Slackline at The Cliffs Summer Youth Program
Slacklining and other climbing-related activities complement the traditional offerings at The Cliffs summer youth programs. Photo provided by The Cliffs

Partner stretching and partner climbing, goal sharing and reflection, journaling and progress logging are just a few fun team-building activities you can offer at all your programs. The Cliffs LIC created “Mission Impossible” to bring its group of young climbers together. Similar to “the floor is lava,” it’s a team building game with the objective being to stay above ground. It forces climbers to apply all the skills they’ve been learning during camp, without them even realizing it.

Here’s how Summit breaks down their camp activities: The elite camp coaches will choose a certain discipline – sport or bouldering – and focus on that. But it’s a good balance of games, team building and training together. For our recreational camps, its primarily fun-based with just a little bit of skill mixed in. It really takes advantage of the closed gym for most of the program – they build obstacle courses and play tons of games,” according to Romero.

It’s hard to maintain a youthful spirit. Especially as climbing becomes more mainstream, competitive athletes can get lost in their times, rankings, and metrics and forget about the bigger picture. So how do you avoid this? First and foremost, make summer training fun. If you can do this, the line between training and pleasure will fuse, and your elite athletes could stay passionate about climbing through their late teens and, potentially, the rest of their lives.

 

Words of Wisdom from climbing industry professionals

Marisa Romero (Summit Gyms): “Kids don’t care how much you know until they know how much you care…The biggest thing we focus on at Summit is people over coaching and building relationships with the climbers. Make sure you have coaches that will live by that mentality and uphold it.”

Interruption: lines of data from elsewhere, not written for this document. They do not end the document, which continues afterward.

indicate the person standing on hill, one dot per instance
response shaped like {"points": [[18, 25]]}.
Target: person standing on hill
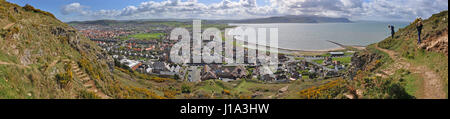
{"points": [[392, 28], [419, 27]]}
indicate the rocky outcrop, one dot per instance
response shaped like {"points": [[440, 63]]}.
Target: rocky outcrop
{"points": [[437, 43], [361, 60]]}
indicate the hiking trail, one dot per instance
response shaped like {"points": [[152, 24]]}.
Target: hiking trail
{"points": [[432, 87]]}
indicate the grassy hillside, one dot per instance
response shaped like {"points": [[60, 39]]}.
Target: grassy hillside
{"points": [[42, 57], [409, 69]]}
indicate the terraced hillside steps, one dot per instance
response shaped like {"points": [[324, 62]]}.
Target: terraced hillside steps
{"points": [[87, 82]]}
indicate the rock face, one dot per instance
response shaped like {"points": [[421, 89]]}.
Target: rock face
{"points": [[361, 60]]}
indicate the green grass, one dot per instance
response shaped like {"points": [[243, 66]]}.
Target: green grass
{"points": [[409, 81]]}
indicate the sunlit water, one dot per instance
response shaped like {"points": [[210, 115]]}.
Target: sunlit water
{"points": [[308, 36]]}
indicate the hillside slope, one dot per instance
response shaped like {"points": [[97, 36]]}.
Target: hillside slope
{"points": [[42, 57], [417, 70]]}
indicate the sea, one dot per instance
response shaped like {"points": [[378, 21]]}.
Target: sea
{"points": [[316, 36]]}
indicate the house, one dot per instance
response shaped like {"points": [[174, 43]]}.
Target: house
{"points": [[132, 64], [335, 54], [327, 61]]}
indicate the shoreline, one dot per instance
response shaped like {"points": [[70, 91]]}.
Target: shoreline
{"points": [[308, 52]]}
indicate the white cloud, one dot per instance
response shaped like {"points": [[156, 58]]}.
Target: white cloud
{"points": [[73, 8], [228, 9]]}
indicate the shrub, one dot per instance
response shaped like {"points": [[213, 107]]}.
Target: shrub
{"points": [[28, 7]]}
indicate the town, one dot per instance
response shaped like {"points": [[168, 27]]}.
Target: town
{"points": [[147, 51]]}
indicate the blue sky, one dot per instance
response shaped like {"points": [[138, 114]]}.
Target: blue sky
{"points": [[375, 10]]}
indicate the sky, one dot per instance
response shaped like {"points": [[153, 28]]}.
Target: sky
{"points": [[371, 10]]}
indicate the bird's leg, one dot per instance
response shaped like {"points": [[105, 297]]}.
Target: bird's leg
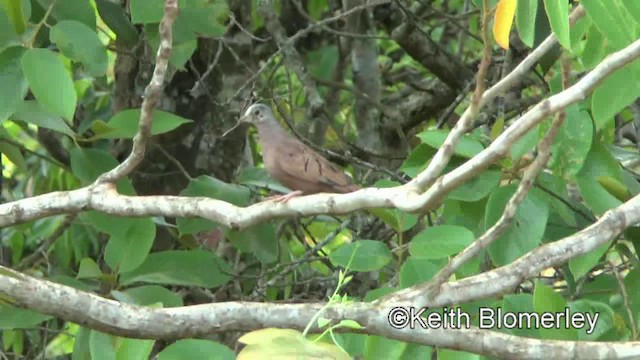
{"points": [[286, 197]]}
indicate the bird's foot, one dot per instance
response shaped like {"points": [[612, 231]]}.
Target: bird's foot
{"points": [[286, 197]]}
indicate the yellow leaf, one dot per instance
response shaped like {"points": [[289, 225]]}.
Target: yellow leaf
{"points": [[504, 19]]}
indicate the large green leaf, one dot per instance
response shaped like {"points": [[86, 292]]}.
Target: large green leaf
{"points": [[417, 160], [367, 255], [114, 16], [126, 252], [440, 241], [526, 20], [526, 229], [88, 164], [187, 268], [572, 143], [606, 318], [261, 240], [125, 124], [599, 163], [50, 82], [13, 85], [31, 112], [607, 16], [102, 346], [558, 14], [545, 300], [616, 92], [80, 43], [196, 349]]}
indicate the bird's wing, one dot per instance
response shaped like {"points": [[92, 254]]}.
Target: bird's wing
{"points": [[300, 162]]}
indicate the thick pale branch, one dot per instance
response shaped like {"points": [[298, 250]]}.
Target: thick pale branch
{"points": [[122, 319], [503, 279], [441, 158]]}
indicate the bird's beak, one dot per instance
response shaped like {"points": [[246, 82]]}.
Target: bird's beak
{"points": [[246, 118]]}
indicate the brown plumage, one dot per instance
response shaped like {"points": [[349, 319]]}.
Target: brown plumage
{"points": [[293, 163]]}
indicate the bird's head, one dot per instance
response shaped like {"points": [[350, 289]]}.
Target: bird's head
{"points": [[256, 114]]}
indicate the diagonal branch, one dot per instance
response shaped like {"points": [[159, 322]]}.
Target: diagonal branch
{"points": [[151, 95], [121, 319]]}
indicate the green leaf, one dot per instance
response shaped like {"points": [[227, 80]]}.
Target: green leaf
{"points": [[114, 16], [188, 268], [467, 146], [558, 14], [196, 349], [12, 152], [323, 61], [148, 295], [525, 144], [526, 20], [615, 93], [80, 10], [13, 85], [260, 240], [146, 11], [545, 300], [607, 16], [125, 124], [520, 303], [125, 253], [599, 163], [50, 82], [572, 143], [204, 18], [440, 241], [31, 112], [80, 43], [378, 347], [102, 346], [368, 255], [17, 318], [633, 9], [134, 349], [526, 229], [88, 269], [614, 187]]}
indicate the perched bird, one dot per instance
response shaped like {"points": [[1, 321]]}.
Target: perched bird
{"points": [[290, 161]]}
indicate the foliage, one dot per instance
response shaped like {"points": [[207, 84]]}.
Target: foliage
{"points": [[57, 66]]}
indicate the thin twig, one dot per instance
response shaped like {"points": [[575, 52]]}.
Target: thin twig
{"points": [[151, 96]]}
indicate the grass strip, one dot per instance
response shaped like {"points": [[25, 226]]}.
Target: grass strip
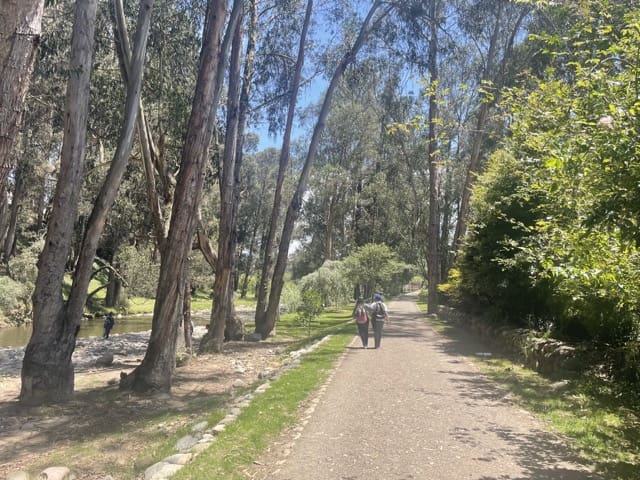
{"points": [[268, 415], [604, 427]]}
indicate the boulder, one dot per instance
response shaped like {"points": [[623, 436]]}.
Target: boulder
{"points": [[105, 360]]}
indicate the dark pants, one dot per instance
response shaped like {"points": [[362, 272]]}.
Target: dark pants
{"points": [[377, 332], [363, 331]]}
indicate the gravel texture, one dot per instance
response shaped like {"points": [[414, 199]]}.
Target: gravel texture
{"points": [[417, 408]]}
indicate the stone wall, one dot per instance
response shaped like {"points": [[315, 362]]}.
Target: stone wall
{"points": [[545, 355]]}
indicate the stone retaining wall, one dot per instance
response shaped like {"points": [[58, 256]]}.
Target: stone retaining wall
{"points": [[545, 355]]}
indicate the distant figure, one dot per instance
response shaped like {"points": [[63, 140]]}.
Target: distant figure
{"points": [[109, 322], [378, 313], [362, 321]]}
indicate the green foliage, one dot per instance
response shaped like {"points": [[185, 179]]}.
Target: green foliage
{"points": [[291, 297], [555, 234], [310, 309], [140, 268], [330, 282], [268, 415], [15, 299], [23, 267], [493, 270], [375, 267]]}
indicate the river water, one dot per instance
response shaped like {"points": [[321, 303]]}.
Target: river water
{"points": [[19, 336]]}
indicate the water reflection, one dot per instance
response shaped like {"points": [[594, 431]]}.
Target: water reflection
{"points": [[19, 336]]}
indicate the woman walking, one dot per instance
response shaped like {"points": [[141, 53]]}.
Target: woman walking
{"points": [[362, 321], [378, 312]]}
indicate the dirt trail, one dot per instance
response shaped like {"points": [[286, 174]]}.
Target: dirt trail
{"points": [[417, 408]]}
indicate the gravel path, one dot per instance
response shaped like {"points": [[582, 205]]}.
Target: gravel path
{"points": [[417, 408]]}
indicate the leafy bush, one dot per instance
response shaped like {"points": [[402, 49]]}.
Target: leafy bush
{"points": [[330, 282], [376, 267], [140, 267], [493, 270], [310, 309], [291, 297], [23, 267], [15, 299]]}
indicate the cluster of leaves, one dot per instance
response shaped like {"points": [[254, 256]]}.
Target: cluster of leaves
{"points": [[556, 229]]}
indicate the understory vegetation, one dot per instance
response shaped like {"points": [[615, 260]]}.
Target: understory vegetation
{"points": [[553, 244]]}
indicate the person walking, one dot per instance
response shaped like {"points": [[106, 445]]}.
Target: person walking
{"points": [[362, 321], [378, 313], [109, 322]]}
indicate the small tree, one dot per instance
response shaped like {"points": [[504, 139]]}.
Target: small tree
{"points": [[310, 309], [331, 283], [376, 267]]}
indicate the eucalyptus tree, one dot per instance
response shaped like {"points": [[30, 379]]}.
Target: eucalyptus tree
{"points": [[47, 373], [292, 88], [20, 28], [155, 373], [258, 180], [495, 35], [229, 198], [376, 14]]}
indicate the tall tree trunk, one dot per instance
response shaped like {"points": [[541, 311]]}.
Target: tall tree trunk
{"points": [[20, 24], [4, 214], [155, 373], [114, 286], [109, 190], [16, 202], [47, 372], [222, 288], [277, 282], [433, 263], [328, 249], [489, 74], [147, 146], [267, 261], [186, 312]]}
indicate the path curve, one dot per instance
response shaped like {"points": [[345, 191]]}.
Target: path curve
{"points": [[417, 408]]}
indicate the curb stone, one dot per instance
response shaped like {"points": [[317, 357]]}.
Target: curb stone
{"points": [[164, 470], [201, 437]]}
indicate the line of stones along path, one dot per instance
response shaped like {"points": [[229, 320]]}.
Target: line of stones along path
{"points": [[417, 408]]}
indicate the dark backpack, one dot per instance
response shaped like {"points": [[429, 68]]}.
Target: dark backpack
{"points": [[379, 312]]}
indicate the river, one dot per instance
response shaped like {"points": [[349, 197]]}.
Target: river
{"points": [[19, 336]]}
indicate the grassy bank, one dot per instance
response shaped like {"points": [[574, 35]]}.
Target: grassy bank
{"points": [[268, 415], [603, 422]]}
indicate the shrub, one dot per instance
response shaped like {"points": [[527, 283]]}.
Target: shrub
{"points": [[310, 309], [141, 269], [330, 282], [15, 299], [291, 297]]}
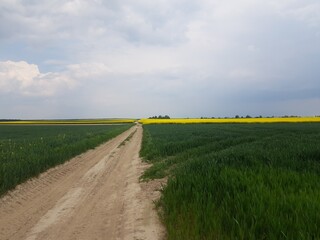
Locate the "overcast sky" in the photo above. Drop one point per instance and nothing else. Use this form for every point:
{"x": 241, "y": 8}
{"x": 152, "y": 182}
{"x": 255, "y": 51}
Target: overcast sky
{"x": 139, "y": 58}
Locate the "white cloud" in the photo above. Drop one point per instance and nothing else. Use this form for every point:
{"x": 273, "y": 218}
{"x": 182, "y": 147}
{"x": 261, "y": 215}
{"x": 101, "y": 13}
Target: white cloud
{"x": 177, "y": 50}
{"x": 25, "y": 79}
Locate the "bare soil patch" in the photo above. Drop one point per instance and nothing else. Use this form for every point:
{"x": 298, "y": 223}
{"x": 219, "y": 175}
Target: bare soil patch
{"x": 96, "y": 195}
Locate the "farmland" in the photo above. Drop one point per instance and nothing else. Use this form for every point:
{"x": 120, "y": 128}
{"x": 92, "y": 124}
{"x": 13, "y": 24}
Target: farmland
{"x": 237, "y": 181}
{"x": 28, "y": 150}
{"x": 230, "y": 120}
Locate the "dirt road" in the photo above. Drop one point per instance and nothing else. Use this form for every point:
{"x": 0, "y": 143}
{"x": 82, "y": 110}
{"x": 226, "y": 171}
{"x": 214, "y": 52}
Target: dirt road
{"x": 96, "y": 195}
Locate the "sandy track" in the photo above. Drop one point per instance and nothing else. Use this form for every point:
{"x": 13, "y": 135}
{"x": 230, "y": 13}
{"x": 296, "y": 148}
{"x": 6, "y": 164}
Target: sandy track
{"x": 96, "y": 195}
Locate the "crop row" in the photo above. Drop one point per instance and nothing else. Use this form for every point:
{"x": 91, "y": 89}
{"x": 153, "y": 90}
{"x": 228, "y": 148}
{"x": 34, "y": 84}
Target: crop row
{"x": 28, "y": 150}
{"x": 237, "y": 181}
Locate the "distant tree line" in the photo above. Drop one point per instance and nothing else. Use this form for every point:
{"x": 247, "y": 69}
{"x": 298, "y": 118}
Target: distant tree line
{"x": 9, "y": 120}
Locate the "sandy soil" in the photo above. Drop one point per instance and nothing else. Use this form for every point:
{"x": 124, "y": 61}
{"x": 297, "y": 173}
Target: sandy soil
{"x": 96, "y": 195}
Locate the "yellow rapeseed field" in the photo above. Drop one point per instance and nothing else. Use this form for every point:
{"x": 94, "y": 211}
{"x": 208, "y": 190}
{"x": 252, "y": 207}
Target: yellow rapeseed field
{"x": 232, "y": 120}
{"x": 77, "y": 121}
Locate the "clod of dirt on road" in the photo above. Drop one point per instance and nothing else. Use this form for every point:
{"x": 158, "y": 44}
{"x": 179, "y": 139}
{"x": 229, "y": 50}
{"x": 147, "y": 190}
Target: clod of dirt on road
{"x": 96, "y": 195}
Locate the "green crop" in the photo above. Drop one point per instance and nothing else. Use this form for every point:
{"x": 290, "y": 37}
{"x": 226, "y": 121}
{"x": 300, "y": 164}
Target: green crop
{"x": 237, "y": 181}
{"x": 28, "y": 150}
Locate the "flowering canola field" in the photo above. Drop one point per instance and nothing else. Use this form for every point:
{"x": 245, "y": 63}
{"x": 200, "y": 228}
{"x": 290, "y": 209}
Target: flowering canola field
{"x": 231, "y": 120}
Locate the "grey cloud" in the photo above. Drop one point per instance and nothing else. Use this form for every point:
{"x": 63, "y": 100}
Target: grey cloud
{"x": 189, "y": 57}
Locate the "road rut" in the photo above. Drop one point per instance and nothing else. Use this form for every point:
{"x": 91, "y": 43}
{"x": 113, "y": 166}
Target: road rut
{"x": 96, "y": 195}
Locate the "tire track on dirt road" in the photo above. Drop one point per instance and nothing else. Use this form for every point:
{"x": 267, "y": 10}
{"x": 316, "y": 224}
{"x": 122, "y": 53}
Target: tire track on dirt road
{"x": 96, "y": 195}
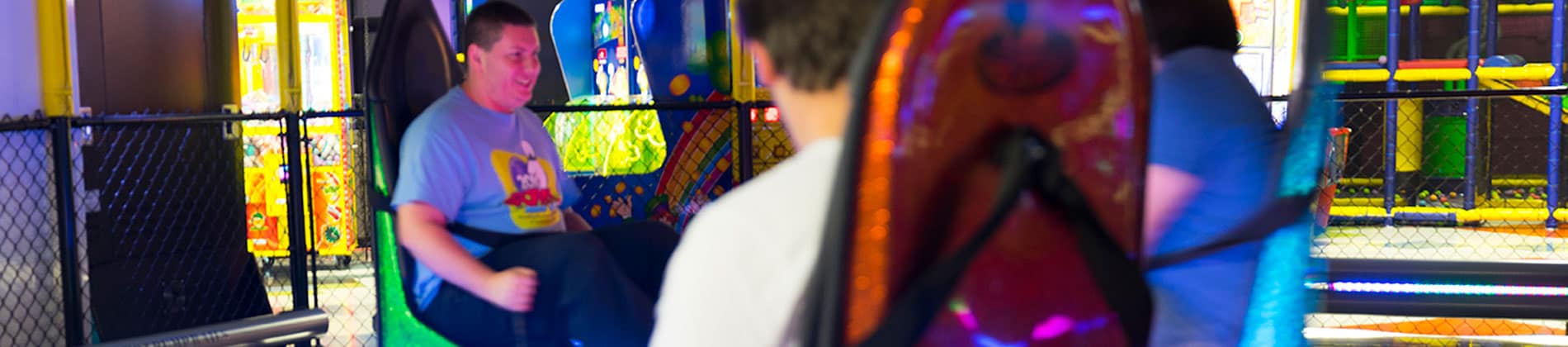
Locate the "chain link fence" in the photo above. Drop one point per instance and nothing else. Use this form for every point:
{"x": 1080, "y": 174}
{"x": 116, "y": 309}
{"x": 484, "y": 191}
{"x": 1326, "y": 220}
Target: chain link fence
{"x": 31, "y": 307}
{"x": 184, "y": 221}
{"x": 177, "y": 221}
{"x": 1444, "y": 179}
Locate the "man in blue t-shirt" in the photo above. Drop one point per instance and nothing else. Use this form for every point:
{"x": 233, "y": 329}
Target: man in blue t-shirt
{"x": 1211, "y": 146}
{"x": 485, "y": 207}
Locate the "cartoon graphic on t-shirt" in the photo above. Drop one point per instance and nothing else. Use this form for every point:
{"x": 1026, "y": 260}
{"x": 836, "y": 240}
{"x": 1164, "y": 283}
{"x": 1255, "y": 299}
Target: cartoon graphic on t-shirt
{"x": 532, "y": 193}
{"x": 532, "y": 189}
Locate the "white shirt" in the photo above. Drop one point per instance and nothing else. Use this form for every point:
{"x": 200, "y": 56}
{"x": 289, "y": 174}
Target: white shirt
{"x": 740, "y": 270}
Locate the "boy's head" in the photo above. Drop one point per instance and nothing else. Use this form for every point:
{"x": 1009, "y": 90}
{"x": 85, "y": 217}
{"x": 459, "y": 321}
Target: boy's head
{"x": 502, "y": 55}
{"x": 1184, "y": 24}
{"x": 803, "y": 50}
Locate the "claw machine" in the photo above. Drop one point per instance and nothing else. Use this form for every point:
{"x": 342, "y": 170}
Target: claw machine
{"x": 322, "y": 59}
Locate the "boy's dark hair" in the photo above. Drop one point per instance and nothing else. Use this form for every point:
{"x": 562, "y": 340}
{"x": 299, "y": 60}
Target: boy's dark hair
{"x": 1184, "y": 24}
{"x": 485, "y": 22}
{"x": 811, "y": 41}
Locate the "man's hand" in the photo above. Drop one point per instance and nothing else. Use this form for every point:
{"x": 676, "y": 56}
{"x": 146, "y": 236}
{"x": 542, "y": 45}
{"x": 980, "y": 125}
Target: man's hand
{"x": 512, "y": 289}
{"x": 574, "y": 221}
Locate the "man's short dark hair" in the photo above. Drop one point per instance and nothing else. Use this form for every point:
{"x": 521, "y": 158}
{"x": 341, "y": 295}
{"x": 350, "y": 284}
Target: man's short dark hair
{"x": 485, "y": 22}
{"x": 1184, "y": 24}
{"x": 811, "y": 41}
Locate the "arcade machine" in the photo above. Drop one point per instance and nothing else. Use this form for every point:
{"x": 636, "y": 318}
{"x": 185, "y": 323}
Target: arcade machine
{"x": 658, "y": 165}
{"x": 324, "y": 62}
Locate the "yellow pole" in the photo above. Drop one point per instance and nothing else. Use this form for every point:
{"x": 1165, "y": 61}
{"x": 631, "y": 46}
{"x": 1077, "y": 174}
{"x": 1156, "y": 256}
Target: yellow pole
{"x": 742, "y": 73}
{"x": 289, "y": 55}
{"x": 1410, "y": 135}
{"x": 54, "y": 59}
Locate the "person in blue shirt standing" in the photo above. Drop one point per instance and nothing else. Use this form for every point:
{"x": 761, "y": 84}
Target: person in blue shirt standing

Jason Gilmore (Ascend): “Be the people you want your kids to be.  If you want the kids in your program to be focused and hard-working, you need to be focused and hard-working. If you want your kids to be positive and supportive, you need to be positive and supportive. As a leader, you set the tone that others will follow.”

Alex Stiger (Movement Climbing & Fitness): “Choose the simplest options when brainstorming your offerings because it makes the whole system smoother. Then complicate as needed. It’s often more appealing to parents.

Jillian Yatsko (Mesa Rim / Hazel Foundation): “Put the money where you get the money from.”

Sharon Cooper (The Cliffs): “Listen to your market. We used to try to take city kids outdoor climbing, but it was too far, and the kids are so not used to that that it didn’t sell very well. Stuff like parkour and trapeze have been super successful in NYC.”

Janell Thurnauer (The Spot): “Do everything in your power to create a fun and safe environment for your camps that parents feel comfortable sending their kids to.”

Monica Aranda (Touchstone): “Reach out to local schools and organizations. They can also share their programs with their community. Many times, it’s our members who are teachers at schools who bring in their students for a day of climbing.”

Neal Royal (Stone Summit): “Cast your net far and wide and then see which methods are most effective, and then zero in on those.”